Germany has played nice since the end of World War II, trying to expiate its guilt by pushing for the European Union, sacrificing the solid Deutschmark for the ups and downs of the Euro, and using its strong economy to bail out other European countries. But what is happening in Greece is causing Germans to say, “enough.” So reports Anne Applebaum:
“Sell your islands, you bankrupt Greeks — and the Acropolis too!”
— headline, Bild newspaper, March 4
Sometimes they cut to the essence of the story, those tabloid-headline writers, even when they haven’t got the quotation exactly right. What the German politician quoted in the Bild article cited above actually said was: “A bankrupt party must use everything he has to make money and serve his creditors. . . . Greece owns buildings, companies and several uninhabited islands, which can now be used to repay debt.”
What the politician meant, though, was more accurately reflected in that Bild headline: The Germans are fed up with paying the bills of everybody in Europe, they don’t want to bail out the feckless Greeks with their flagrantly inaccurate official statistics, they resent being Europe’s banker of last resort, they object to the universal demand that they plug the vast holes in the Greek deficit in the name of “European unity” — and for the first time in a long time they are saying this out loud.

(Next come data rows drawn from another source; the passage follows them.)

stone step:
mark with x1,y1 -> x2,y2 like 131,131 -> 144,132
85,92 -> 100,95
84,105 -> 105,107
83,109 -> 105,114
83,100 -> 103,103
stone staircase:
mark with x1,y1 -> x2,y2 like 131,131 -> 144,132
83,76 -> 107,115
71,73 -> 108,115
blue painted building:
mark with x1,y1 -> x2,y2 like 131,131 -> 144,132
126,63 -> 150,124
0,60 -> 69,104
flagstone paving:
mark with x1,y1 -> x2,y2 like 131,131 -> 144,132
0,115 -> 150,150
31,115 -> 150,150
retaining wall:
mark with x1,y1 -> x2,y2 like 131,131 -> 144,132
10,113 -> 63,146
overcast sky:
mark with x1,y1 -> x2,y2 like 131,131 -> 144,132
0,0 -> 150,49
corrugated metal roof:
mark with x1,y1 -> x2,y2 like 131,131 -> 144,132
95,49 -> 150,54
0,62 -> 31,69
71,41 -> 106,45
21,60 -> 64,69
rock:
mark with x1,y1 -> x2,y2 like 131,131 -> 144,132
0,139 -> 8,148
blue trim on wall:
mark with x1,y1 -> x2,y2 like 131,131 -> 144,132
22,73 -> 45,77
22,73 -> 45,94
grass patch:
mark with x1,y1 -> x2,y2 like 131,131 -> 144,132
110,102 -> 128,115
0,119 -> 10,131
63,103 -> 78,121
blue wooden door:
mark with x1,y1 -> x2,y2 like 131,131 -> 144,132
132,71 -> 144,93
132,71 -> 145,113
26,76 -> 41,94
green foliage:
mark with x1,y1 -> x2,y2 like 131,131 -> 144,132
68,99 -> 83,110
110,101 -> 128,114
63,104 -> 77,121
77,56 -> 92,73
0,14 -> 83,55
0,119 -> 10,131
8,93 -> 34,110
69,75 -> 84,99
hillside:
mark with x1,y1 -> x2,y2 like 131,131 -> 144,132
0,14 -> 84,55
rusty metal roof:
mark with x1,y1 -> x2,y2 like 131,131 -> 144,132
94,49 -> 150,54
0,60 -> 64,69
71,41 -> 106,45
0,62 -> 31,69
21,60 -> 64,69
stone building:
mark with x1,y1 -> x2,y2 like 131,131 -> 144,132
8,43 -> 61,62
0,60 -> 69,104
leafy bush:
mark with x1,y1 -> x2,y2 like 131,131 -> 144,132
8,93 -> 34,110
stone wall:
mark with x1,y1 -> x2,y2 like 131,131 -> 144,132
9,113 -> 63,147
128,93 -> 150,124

Not only are tabloids demanding the sale of the Acropolis; Germany’s deeply serious paper of record, the Frankfurter Allgemeine Zeitung, has pointed out that while the Greeks are out protesting having to raise their pension eligibility age from 61 to 63, Germany recently raised its pension age from 65 to 67: “Does that mean that the Germans should in future extend the working age from 67 to 69, so that Greeks can enjoy their retirement?”